Although indecision remains high among Ecuadorian voters, Sonnenholzner is in second place according to the main polls, behind Luisa González, candidate for president of the Revolución Ciudadana party, of former President Rafael Correa (2007-2017).

He assures that the fight against insecurity and the action of organized crime that threatens the tranquility of Ecuadorians will be a transversal axis of his government, a proposal mentioned as a priority by all those aspiring to take the reins of a country whose rate of violent deaths is doubled last year and continues on an upward curve.

Aware that the crime wave has paralyzed economic activities of all kinds and has even forced the closure of small and medium-sized businesses due to extortion by criminal gangs, Sonnenholzner defends that a “viable proposal” and strong leadership are needed. “There is no time to lose, there is no way to improvise, there is no time for learning curves,” he declared in an interview.

To neutralize the onslaught of violence, it assumes that control of prisons is key. According to the presidential candidate who runs under the acronym of the Actuemos alliance and in partnership with a woman with an academic profile like Erika Paredes, the prisoners must be separated by their degree of danger and the police armed.

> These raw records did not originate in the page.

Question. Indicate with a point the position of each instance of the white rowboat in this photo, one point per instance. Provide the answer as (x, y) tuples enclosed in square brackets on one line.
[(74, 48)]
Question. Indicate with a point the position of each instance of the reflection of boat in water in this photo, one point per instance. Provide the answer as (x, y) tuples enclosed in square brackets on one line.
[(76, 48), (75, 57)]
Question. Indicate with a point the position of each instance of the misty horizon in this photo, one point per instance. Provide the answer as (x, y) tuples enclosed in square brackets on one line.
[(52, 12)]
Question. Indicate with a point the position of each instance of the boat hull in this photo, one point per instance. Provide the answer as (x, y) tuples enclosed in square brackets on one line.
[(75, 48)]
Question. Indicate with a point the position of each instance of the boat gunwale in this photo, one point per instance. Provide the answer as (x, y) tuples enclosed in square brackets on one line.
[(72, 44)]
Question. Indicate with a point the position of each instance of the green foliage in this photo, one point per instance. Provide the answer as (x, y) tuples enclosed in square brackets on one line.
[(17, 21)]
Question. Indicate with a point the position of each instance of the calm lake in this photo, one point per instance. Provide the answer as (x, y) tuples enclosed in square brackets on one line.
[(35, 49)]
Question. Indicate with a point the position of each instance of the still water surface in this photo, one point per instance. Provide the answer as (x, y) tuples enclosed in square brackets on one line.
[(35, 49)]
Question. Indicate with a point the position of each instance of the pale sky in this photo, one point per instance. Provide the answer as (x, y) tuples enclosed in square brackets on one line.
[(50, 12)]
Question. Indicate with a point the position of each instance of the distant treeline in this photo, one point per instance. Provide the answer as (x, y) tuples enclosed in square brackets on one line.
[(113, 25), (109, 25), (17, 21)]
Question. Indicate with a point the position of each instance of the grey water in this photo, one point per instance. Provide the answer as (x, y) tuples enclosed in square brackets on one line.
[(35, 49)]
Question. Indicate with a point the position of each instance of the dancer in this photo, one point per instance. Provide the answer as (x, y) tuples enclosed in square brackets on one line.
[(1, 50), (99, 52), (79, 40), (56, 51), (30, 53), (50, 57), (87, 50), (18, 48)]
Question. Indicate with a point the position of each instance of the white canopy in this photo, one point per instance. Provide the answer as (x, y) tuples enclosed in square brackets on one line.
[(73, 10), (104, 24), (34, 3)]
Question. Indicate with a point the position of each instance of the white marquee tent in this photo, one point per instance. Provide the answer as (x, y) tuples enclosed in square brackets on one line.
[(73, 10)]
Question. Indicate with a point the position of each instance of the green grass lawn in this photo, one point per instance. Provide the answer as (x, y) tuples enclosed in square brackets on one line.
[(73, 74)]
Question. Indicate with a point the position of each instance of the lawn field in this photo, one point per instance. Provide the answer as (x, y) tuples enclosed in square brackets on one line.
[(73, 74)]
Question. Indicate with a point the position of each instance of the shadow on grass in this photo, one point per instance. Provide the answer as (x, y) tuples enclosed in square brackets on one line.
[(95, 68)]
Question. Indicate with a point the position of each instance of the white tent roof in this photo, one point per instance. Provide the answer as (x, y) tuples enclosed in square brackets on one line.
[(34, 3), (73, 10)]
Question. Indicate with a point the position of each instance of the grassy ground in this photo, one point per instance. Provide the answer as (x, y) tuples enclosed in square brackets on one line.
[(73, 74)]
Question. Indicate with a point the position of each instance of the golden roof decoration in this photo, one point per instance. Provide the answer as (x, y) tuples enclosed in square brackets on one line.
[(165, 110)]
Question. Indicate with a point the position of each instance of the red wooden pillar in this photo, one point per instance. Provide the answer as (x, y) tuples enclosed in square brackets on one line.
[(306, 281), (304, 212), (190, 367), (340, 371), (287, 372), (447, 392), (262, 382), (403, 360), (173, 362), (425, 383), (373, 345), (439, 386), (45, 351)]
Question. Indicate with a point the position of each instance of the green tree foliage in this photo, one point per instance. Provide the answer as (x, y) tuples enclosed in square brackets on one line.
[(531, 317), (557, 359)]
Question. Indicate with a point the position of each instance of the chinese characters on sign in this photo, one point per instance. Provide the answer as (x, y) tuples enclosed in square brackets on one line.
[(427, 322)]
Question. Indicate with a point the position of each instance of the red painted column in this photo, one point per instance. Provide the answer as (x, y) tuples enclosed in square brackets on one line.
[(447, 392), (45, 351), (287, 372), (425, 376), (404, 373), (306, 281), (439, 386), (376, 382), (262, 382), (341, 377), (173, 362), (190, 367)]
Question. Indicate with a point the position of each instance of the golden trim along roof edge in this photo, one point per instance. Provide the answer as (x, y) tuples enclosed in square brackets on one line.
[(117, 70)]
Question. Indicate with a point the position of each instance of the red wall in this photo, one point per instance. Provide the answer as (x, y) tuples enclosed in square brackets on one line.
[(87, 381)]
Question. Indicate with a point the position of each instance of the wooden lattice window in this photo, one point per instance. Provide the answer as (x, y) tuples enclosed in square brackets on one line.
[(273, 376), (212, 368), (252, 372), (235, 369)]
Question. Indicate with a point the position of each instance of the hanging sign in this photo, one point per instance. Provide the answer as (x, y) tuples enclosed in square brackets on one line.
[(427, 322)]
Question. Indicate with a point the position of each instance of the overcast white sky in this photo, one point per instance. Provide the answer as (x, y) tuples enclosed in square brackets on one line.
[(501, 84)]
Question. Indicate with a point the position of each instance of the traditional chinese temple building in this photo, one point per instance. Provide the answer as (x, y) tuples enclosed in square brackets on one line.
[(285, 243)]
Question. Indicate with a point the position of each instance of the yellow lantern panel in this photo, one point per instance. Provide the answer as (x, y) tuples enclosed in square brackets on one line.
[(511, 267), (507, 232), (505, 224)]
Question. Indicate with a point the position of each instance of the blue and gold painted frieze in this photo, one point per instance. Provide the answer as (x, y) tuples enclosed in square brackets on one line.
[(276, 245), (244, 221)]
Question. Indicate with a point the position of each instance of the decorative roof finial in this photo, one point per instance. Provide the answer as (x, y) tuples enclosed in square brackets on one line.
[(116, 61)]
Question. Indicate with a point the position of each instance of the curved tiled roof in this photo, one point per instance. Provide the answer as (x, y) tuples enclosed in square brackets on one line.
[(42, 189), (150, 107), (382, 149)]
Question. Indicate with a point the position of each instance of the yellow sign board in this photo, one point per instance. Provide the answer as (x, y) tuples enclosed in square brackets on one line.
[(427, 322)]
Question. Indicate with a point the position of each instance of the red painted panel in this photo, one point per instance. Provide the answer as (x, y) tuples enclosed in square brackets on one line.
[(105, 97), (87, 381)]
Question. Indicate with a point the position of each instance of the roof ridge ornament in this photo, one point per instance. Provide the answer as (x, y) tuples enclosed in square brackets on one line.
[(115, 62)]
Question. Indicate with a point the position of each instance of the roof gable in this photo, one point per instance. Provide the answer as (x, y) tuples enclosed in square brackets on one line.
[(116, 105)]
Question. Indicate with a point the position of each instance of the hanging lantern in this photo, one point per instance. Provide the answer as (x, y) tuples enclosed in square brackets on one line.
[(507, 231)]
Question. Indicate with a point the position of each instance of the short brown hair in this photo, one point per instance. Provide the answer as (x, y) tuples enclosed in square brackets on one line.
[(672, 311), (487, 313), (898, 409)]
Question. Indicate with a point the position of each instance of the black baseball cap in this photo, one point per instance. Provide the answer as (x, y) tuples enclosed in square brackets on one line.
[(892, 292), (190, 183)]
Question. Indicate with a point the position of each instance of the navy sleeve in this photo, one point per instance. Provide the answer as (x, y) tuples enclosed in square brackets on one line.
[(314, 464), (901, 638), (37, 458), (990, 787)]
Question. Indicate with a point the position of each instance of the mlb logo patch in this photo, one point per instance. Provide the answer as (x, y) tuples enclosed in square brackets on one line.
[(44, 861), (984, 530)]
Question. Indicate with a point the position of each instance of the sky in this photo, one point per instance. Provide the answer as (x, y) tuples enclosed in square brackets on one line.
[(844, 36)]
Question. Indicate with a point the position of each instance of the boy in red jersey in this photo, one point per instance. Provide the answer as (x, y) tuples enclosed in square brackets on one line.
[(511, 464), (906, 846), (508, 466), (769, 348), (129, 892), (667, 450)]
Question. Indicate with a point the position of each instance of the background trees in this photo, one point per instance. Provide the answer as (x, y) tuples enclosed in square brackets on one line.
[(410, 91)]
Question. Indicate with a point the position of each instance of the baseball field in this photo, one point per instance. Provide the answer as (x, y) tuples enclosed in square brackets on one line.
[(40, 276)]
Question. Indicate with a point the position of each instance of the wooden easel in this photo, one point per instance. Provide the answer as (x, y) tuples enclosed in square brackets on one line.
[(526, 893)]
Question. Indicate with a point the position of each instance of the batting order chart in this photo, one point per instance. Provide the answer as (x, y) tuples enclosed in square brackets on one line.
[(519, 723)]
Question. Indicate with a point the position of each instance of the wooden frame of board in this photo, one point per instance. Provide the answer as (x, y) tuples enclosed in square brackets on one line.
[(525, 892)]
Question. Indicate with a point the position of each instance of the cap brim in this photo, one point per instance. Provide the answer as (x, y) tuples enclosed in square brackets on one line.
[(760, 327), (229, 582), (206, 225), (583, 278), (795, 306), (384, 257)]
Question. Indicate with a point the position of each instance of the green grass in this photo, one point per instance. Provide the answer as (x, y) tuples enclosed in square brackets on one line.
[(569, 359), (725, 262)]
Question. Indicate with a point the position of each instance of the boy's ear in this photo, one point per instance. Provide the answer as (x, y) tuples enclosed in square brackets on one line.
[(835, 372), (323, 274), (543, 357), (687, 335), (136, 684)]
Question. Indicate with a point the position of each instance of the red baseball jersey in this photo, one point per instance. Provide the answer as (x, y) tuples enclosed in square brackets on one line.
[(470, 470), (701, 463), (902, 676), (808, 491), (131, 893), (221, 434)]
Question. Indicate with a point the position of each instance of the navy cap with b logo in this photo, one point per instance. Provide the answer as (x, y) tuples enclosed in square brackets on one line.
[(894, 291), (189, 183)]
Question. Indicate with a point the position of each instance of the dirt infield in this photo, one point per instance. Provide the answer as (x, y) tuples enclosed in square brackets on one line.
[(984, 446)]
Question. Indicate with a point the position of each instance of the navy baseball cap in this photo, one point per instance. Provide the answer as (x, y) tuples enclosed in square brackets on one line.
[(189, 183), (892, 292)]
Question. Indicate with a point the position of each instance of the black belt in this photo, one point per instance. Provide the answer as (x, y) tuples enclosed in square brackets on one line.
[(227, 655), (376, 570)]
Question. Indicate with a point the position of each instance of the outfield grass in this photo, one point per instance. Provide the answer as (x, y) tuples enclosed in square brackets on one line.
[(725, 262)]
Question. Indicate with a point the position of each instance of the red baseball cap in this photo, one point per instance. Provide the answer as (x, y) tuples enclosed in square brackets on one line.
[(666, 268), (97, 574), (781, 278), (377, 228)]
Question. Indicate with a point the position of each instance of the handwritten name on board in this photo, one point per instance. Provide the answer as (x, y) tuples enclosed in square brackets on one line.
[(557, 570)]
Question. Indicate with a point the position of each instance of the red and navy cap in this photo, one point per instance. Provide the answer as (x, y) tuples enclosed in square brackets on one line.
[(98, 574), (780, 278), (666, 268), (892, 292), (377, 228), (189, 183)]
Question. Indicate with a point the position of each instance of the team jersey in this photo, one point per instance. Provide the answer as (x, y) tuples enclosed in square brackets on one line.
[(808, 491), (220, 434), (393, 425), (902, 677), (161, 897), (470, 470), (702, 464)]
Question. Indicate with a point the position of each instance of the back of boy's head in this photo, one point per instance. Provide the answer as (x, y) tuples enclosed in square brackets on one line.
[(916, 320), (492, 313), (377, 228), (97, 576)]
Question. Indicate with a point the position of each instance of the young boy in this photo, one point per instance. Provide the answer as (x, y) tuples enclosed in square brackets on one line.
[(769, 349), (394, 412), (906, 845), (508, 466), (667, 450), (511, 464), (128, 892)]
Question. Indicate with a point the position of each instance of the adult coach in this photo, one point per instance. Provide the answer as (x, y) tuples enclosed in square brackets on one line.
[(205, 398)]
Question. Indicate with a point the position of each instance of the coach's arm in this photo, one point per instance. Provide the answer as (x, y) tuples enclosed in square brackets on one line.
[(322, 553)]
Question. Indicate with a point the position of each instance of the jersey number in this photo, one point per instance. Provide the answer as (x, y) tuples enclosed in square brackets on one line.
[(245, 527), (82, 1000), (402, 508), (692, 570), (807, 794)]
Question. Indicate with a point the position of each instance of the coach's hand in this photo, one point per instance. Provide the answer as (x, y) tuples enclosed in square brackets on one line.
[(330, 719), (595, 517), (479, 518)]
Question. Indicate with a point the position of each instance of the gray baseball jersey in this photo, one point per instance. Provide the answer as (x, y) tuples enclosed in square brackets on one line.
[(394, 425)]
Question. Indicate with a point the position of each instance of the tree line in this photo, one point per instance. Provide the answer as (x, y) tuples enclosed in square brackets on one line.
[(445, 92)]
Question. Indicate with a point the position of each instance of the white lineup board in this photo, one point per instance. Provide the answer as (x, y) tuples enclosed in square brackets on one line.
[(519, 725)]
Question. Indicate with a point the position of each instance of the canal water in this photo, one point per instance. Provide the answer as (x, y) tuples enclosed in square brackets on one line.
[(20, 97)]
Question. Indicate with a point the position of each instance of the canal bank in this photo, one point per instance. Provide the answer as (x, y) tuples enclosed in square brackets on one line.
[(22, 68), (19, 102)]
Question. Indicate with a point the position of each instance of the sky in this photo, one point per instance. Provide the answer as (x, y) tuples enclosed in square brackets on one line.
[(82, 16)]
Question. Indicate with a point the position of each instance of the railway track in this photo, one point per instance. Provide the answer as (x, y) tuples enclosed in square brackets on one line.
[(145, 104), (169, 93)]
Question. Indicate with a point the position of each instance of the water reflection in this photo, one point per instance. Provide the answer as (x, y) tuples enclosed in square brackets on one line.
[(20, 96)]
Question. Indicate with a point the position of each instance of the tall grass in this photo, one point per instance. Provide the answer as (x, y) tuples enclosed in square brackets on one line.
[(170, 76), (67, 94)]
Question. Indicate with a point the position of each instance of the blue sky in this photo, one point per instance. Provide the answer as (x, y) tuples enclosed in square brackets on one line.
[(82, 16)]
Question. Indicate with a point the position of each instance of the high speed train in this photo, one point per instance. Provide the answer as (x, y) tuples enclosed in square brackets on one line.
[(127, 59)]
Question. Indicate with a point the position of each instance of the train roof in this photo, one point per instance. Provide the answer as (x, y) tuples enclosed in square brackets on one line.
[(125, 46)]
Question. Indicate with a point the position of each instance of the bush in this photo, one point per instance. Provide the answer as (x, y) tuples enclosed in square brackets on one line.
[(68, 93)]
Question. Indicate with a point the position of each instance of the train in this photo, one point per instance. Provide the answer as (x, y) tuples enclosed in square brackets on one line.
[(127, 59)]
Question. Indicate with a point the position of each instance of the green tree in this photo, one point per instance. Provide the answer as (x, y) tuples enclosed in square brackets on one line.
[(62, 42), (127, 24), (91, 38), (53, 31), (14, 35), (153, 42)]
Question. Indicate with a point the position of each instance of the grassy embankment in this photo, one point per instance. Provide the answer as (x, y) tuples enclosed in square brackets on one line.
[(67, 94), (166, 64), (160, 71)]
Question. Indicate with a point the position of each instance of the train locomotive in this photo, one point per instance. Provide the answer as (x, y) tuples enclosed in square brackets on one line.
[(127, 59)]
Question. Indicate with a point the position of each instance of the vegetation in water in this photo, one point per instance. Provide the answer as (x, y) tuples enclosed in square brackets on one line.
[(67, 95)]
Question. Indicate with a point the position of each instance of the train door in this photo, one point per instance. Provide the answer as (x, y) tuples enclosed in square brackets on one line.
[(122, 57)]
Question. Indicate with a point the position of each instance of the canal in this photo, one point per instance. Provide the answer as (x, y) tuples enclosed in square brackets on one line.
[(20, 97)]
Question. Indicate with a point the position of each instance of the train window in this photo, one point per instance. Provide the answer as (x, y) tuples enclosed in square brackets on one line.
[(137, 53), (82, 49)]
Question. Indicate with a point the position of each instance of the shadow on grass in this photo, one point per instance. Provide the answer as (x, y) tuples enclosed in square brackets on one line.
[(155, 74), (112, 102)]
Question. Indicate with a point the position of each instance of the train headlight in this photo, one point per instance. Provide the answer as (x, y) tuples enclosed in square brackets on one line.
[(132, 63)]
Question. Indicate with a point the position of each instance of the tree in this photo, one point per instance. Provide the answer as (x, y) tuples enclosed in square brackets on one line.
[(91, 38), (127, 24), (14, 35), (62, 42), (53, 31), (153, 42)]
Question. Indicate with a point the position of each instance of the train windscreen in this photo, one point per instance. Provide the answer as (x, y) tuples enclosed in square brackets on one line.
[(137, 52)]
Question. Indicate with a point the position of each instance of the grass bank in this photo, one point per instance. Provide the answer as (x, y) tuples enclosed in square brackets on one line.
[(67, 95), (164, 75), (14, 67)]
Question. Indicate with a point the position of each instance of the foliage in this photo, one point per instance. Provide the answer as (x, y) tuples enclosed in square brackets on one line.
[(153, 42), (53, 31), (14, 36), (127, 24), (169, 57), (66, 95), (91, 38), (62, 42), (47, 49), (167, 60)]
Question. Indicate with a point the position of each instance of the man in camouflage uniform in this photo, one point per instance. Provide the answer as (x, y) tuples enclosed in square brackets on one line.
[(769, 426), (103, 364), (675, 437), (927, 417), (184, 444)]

In line with the arguments of the outgoing government, the uniformed corps needs adequate equipment and guarantees that it will not suffer legal consequences for carrying out its function. Actions must also be carried out -and not just raised- to disarm organized crime.

Sonnenholzner assured that the prisons have become command centers for drug trafficking, extortion, crime and hit men mafias and criticized that the prisoners are now divided by gangs that, since their imprisonment, they have been directing and “generating chaos in the streets”. He concludes that “without control in the prisons, there will be no peace in the streets.”

The main concern of Ecuadorians is precisely insecurity, which skyrocketed as the number and visibility of murders increased daily, especially in the cities of Guayaquil and Durán. So far this year, around 3,400 people have been murdered, while in all of last year the figure reached 2,128 violent deaths, a figure that was already double that of 2021.

Violent deaths, kidnappings and extortion were marginal crimes, today “they are daily bread, so we must resume security with the strength of the State”, promotes the candidate.

Despite having a little less than a year and a half in office if he wins the presidency of Ecuador, Sonnenholzner is committed to strengthening the institutions so that the State has “the capacity to be sustainable, the capacity to solve the emergencies of the people and to attend to the problems “.

That includes exhaustive controls to avoid corruption and decisions such as reactivating the economy and encouraging economic growth through public investment in issues such as the reconstruction of state infrastructure, such as roads, schools and other works. The resources, he assures, will be managed before multilateral credit organizations.

Sonnenholzner is a 40-year-old businessman of German descent, linked to the productive sector and the media, who is running for the first time in presidential elections, although in 2018 he became the third vice president of Lenin Moreno (2017-2021). upon being appointed by the Legislature from a shortlist sent by the executive.

He defends as an example of what he can achieve during his administration, his participation to face the health crisis unleashed by the COVID-19 pandemic in 2020, when in Ecuador there was a lack of vaccines, medical supplies and professionals to meet the overwhelming hospital demand.